A senhora está a dizer que um documento provisório passado pelo Estado português que diz que eu sou eu, não serve para provar que eu …….. sou eu. Só se for com o cartão de plástico, porque o provisório não vale?"

“Exatamente! O de plástico tem um chipezinho dourado que é indispensável para o pedido de substituição dos livretes dos carros.”

“Não aceito isto, de forma nenhuma. Isto é burocracia a mais para a minha capacidade de entendimento.”

“Pois, agora toda a gente usa essa triste palavra. Burocracia.”

“Essa palavra tem mais anos do que a senhora ouviu? Até lhe digo mais, tem mais anos que a senhora e eu somados e olhe que eu já estou velho!

A senhora não tem vergonha de me estar a complicar a vida desta maneira?”

“Não lhe estou a complicar a vida. As coisas são como são. Agora pronto, já pode desabafar à vontade.”

“Mas a senhora é alguma psicóloga ou quê?!”

“Não, mas olhe que bem poderia ser. Só pode provar que o senhor é o senhor se tiver duas testemunhas que por escrito o atestem.”

Nesta altura lembrei-me que conhecia desde garoto uma funcionária dessa Loja do Cidadão e disse, ingenuamente: “a senhora tem uma colega a três metros daqui que pode atestar que eu sou eu, porque me conhece desde que nasci.”

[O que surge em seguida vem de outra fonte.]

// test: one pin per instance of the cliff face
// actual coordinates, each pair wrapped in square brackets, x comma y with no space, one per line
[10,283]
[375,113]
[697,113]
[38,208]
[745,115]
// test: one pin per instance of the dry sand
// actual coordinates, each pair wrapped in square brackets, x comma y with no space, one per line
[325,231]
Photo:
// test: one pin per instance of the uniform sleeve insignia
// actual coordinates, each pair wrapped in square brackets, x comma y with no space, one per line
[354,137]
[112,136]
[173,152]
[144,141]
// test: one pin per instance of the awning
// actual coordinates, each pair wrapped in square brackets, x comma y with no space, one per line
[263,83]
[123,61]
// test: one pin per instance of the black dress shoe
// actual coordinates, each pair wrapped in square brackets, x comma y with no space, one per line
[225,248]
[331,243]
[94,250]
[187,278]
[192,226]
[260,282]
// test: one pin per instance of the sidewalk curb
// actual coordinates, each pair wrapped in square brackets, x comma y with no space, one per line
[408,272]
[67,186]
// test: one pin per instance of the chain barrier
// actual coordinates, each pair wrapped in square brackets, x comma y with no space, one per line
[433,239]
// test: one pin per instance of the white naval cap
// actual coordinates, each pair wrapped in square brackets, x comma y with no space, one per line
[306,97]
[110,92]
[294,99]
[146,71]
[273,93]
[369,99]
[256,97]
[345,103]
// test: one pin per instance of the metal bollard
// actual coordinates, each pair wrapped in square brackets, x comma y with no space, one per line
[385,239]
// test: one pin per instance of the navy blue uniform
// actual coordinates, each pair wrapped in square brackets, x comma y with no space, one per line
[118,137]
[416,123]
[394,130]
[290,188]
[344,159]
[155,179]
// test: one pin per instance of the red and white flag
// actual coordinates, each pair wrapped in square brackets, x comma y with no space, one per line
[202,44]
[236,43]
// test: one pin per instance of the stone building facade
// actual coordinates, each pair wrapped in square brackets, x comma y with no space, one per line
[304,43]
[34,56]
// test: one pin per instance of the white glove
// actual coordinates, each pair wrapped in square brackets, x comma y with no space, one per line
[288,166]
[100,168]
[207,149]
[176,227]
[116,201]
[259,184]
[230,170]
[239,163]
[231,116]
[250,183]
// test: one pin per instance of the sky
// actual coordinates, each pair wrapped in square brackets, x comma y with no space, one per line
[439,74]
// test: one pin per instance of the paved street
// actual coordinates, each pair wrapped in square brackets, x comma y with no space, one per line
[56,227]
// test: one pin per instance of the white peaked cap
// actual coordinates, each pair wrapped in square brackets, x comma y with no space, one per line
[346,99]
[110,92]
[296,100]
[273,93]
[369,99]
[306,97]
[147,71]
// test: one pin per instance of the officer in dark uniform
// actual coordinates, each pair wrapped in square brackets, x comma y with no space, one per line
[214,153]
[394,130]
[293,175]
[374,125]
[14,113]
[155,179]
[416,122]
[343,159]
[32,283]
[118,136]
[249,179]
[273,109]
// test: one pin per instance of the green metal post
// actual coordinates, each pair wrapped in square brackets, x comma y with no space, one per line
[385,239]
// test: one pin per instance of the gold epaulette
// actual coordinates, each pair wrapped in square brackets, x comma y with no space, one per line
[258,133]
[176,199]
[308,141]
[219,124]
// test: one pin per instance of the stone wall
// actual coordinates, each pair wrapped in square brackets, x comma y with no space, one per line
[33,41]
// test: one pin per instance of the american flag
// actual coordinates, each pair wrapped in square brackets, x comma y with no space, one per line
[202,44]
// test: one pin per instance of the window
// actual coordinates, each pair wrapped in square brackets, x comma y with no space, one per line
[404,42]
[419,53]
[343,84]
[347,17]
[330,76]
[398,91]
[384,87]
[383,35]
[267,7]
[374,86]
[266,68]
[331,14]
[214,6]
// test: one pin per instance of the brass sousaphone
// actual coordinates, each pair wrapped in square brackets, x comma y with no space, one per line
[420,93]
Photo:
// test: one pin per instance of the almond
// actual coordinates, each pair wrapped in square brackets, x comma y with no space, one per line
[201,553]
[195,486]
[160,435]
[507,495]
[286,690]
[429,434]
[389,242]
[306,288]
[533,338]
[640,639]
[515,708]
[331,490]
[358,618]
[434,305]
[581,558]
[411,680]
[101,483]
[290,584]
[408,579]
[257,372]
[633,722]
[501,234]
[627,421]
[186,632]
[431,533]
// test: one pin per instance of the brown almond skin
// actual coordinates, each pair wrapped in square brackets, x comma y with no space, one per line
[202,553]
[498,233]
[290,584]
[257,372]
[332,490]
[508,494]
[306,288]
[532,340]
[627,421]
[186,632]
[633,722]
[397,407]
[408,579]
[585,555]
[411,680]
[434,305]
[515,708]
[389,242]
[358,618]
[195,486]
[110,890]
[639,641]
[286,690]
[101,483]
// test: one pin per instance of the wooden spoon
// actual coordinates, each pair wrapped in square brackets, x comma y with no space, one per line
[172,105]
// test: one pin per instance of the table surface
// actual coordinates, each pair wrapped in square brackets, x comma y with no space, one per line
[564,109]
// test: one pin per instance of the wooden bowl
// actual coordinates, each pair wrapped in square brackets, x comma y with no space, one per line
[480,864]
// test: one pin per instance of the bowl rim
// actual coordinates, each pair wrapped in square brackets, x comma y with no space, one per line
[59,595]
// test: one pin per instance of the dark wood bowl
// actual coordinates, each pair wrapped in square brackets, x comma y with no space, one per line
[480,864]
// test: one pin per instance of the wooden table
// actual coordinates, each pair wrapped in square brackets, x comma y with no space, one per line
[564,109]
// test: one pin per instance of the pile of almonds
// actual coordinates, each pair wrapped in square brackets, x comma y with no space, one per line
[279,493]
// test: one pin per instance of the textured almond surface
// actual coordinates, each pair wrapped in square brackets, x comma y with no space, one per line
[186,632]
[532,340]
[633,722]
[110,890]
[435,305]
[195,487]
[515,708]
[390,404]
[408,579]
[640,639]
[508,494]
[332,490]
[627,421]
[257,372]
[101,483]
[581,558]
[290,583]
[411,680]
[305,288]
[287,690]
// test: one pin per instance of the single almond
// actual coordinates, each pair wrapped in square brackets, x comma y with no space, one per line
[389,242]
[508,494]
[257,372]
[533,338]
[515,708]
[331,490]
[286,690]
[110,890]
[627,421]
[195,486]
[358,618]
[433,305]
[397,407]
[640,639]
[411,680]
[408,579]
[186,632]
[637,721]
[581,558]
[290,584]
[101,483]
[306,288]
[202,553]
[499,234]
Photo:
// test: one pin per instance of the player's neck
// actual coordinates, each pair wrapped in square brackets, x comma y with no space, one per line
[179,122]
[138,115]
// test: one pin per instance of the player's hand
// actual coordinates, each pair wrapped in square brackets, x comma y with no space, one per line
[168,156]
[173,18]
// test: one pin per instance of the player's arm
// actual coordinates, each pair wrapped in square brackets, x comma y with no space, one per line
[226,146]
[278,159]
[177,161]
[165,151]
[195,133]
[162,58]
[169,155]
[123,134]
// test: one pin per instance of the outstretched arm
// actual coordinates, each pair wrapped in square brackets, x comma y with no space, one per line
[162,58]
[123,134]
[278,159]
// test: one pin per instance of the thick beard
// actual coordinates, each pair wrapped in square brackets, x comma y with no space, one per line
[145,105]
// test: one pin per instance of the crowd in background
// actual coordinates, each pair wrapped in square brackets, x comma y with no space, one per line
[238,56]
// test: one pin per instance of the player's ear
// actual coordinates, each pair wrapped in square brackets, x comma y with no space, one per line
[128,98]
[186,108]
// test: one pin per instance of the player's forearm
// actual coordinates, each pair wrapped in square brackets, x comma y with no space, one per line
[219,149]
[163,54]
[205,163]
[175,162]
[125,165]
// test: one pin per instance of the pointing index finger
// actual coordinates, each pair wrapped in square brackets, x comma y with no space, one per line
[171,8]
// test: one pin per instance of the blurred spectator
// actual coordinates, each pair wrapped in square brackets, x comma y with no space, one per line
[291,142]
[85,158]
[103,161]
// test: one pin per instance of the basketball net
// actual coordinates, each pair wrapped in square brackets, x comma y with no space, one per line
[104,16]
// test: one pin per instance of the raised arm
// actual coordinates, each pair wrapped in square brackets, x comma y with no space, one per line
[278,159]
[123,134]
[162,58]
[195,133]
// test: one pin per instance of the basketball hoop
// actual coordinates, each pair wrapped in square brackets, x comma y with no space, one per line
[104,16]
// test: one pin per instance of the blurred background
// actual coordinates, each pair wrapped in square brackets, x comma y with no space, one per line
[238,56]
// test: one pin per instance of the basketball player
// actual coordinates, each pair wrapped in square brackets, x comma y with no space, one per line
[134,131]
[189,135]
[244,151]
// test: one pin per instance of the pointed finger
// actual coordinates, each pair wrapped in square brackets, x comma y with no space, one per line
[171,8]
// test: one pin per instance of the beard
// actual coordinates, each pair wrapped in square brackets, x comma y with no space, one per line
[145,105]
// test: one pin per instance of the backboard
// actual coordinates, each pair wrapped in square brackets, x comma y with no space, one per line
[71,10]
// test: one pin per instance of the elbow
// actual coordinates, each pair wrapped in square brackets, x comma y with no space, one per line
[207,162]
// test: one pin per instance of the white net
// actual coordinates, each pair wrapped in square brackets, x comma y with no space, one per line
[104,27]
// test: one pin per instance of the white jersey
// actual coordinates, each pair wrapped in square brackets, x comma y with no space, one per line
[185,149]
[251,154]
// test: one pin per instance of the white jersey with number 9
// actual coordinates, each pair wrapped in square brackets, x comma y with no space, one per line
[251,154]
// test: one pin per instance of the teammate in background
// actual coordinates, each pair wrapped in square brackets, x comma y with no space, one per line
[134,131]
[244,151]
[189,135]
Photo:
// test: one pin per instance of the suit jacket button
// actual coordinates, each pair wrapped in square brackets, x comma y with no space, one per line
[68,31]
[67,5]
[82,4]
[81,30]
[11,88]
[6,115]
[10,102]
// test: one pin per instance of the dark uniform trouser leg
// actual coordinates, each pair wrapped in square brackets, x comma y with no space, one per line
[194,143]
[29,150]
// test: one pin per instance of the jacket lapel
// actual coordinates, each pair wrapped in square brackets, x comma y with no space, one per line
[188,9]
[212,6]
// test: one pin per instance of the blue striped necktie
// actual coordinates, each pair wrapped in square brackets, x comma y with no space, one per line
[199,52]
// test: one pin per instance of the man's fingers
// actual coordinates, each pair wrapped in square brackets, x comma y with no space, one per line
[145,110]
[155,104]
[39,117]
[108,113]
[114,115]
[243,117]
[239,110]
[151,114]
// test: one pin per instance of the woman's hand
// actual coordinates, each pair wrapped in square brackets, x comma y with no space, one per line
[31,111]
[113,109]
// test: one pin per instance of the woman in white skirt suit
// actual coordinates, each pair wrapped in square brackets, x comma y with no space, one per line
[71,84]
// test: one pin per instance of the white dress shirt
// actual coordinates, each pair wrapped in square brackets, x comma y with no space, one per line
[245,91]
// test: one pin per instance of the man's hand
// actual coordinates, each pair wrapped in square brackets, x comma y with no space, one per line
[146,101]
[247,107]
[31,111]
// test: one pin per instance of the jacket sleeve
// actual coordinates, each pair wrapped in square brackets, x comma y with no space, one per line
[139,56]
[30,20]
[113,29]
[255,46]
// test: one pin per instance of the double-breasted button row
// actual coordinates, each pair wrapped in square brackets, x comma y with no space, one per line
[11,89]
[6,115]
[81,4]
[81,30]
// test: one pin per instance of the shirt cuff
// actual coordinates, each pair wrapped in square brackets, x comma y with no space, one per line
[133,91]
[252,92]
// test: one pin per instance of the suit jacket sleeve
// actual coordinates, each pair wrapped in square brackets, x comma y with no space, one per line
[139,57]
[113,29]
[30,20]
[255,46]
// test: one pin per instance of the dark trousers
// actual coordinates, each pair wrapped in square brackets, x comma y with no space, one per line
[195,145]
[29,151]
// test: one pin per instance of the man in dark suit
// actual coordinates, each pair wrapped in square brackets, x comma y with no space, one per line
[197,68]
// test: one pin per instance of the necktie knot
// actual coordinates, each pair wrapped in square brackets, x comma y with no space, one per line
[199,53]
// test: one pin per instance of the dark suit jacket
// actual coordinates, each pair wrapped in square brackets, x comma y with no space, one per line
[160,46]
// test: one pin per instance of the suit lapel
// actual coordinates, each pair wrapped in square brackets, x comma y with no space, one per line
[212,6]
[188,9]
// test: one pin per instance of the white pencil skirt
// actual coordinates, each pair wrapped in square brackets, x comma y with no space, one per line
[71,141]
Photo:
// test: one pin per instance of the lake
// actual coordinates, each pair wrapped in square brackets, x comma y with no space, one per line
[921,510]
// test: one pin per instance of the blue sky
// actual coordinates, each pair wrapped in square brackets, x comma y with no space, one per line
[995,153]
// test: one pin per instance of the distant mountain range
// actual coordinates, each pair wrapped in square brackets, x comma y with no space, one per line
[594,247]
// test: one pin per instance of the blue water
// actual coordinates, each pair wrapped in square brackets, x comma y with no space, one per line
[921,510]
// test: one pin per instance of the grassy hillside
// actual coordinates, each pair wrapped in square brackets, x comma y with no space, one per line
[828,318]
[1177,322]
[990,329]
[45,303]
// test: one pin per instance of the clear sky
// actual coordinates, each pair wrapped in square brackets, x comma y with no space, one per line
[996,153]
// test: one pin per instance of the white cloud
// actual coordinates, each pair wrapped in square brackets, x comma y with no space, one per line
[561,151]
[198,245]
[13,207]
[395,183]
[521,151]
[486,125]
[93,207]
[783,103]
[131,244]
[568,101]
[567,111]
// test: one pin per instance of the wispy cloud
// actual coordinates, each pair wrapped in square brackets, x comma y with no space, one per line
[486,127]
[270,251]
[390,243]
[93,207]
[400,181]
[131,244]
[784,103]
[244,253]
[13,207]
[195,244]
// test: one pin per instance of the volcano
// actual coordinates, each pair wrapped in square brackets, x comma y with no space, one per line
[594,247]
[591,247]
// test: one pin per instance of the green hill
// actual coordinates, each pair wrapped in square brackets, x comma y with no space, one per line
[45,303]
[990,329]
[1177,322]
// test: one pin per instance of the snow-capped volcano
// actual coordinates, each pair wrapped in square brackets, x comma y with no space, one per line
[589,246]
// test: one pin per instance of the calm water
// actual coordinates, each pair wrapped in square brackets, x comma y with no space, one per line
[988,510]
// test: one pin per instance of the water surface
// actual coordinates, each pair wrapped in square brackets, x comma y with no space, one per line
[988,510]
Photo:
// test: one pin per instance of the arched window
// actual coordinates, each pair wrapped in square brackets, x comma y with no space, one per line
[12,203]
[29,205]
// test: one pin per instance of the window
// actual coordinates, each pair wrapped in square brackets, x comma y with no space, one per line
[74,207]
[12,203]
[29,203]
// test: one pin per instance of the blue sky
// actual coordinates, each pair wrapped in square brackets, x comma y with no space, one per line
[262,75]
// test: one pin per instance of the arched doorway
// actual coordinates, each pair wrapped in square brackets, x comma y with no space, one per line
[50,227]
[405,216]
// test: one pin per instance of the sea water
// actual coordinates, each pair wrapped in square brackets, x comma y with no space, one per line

“Não serve. É só uma pessoa, preciso de duas.”

Passei-me completamente.

Levantei-lhe o dedo e disse já fora de mim, “eu não saio daqui sem os documentos provisórios dos livretes dos meus carros ouviu? E vou-lhe provar que eu sou eu, grande mandriona.”

Quando me levantei o segurança e alguns colegas dela chamaram-me porque tinham ouvido aquele diálogo kafkiano e só me disseram: “o senhor deixe lá que vai sair daqui hoje com esses documentos”.

E saí!

A saber que eu sou eu.

Uma funcionária do estado a dizer, “para mim você não é você, mesmo com um documento passado pela Conservatória do Registo Civil que diga que você é você!”

É por estas e por outras que, tantas vezes a esmagadora maioria dos bons funcionários públicos deste país pagam por meia dúzia de mandriões e broncos como aquela mulher com cara de travesti e 356 anéis naqueles dedos gordos.

Ainda bem que no fim fiquei a saber que afinal eu, ... ainda era eu!